Małgorzata Ostrowska-Królikowska o dzieciach, wnukach i swoim ciągłym dojrzewaniu

Okazuje się, że śmierć męża sprawiła, że gwiazda jeszcze bardziej dojrzała. Zrozumiała, że teraz to ona jest głową rodziny, na którą spadła cała odpowiedzialność. „Dojrzałam. Wiem, że to trochę dziwnie brzmi, bo jestem przecież panią dobrze po 50., ale przy Pawle czułam się jak dziewczyna, trochę jak Ania z Zielonego Wzgórza, z głową w chmurach. On był od zarabiania pieniędzy, dawał mi poczucie bezpieczeństwa. Mogłam sobie pozwolić na pewien luz, angażowałam się w różne akcje charytatywne, jakieś niedochodowe przedsięwzięcia. Paweł pytał „Po co to robisz? Co z tego będziesz miała?”. Musiałam się zmienić, teraz to ja jestem odpowiedzialna za rodzinę, za rachunki, które trzeba płacić”, wyznała w Dbam o zdrowie gwiazda.

CZYTAJ TEŻ: Antoni Królikowski na zdjęciu z braćmi. Jeden szczegół przykuł uwagę internautów!

Na szczęście wielkim wsparciem są dla niej bliscy. Jeśli chodzi o wnuków to Małgorzata Ostrowska-Królikowska dba o to, by pamiętały o dziadku. „Paweł cały czas jest obecny w moim życiu, jest obecny w naszym domu, w rozmowach. To dzieje się naturalnie. Kiedy przychodzi do nas Józio, syn Janka, patrzy na zdjęcia Pawła i mówi „O dziadzio”. Wierzę, że Józia będzie ciekawiło, kim był jego dziadek, może kiedyś będzie miał ochotę przeczytać jego teksty?

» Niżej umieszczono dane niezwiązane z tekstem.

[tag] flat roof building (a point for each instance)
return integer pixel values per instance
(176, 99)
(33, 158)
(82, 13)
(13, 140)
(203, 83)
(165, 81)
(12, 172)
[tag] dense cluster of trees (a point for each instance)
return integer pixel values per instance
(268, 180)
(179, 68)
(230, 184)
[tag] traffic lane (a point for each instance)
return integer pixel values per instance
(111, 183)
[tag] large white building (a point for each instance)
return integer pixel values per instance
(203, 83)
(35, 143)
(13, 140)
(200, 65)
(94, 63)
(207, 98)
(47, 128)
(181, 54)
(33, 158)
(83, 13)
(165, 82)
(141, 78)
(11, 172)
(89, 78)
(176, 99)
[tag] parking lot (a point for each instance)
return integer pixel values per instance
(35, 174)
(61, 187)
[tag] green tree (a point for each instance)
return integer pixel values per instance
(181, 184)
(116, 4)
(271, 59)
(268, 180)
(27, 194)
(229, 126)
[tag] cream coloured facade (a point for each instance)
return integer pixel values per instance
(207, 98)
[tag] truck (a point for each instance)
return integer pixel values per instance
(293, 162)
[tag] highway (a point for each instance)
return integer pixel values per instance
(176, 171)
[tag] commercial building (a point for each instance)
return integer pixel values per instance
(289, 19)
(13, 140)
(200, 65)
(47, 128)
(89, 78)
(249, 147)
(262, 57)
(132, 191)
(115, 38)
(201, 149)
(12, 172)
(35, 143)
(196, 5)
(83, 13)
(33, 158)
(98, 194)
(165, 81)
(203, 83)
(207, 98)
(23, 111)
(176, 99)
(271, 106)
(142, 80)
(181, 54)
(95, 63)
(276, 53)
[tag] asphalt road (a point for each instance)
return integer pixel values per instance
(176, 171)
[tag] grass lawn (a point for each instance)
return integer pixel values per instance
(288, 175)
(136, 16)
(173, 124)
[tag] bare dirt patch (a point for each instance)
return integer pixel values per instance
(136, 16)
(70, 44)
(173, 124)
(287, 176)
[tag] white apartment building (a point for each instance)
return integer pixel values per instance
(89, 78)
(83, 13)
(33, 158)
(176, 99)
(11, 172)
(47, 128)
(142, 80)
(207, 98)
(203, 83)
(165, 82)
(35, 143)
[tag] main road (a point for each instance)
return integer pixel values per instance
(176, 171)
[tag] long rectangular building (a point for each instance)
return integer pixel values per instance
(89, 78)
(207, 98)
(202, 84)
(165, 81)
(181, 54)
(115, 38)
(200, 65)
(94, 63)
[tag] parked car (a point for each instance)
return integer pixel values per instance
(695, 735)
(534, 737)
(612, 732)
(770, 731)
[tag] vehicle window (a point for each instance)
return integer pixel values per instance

Myślę, że to jest bardzo ważne, żeby młodzi znali swoje korzenie. […] Człowiek żyje tak długo, jak pamięć o nim”, twierdzi aktorka.

Sama jednak miewa słabsze momenty, w których wydaje się jej, że nie jest pogodzona z tym, co stało się w lutym 2020 roku. Czy jest w niej pewnego rodzaju bunt? „Czasami, nawet kłócę się z Pawłem. Biorę jego zdjęcie i mówię - dlaczego mnie zostawiłeś? Nie ma odpowiedzi na to „dlaczego?”. Pobuntuję się i wracam do codzienności. Pretensje i żal do niczego nie prowadzą. Nauczyłam się pokory. Bardzo pilnuję, żeby dzieci nie patrzyły na mnie, jaka jestem nieszczęśliwa. Jeśli się smucę, to w samotności”, powiedziała 56-latka smutno w wywiadzie.

Reklama

Mamy ogromną nadzieję, że czas zagoi rany, a jednocześnie sprawi, że pamięć o Pawle Królikowskim będzie tylko silniejsza.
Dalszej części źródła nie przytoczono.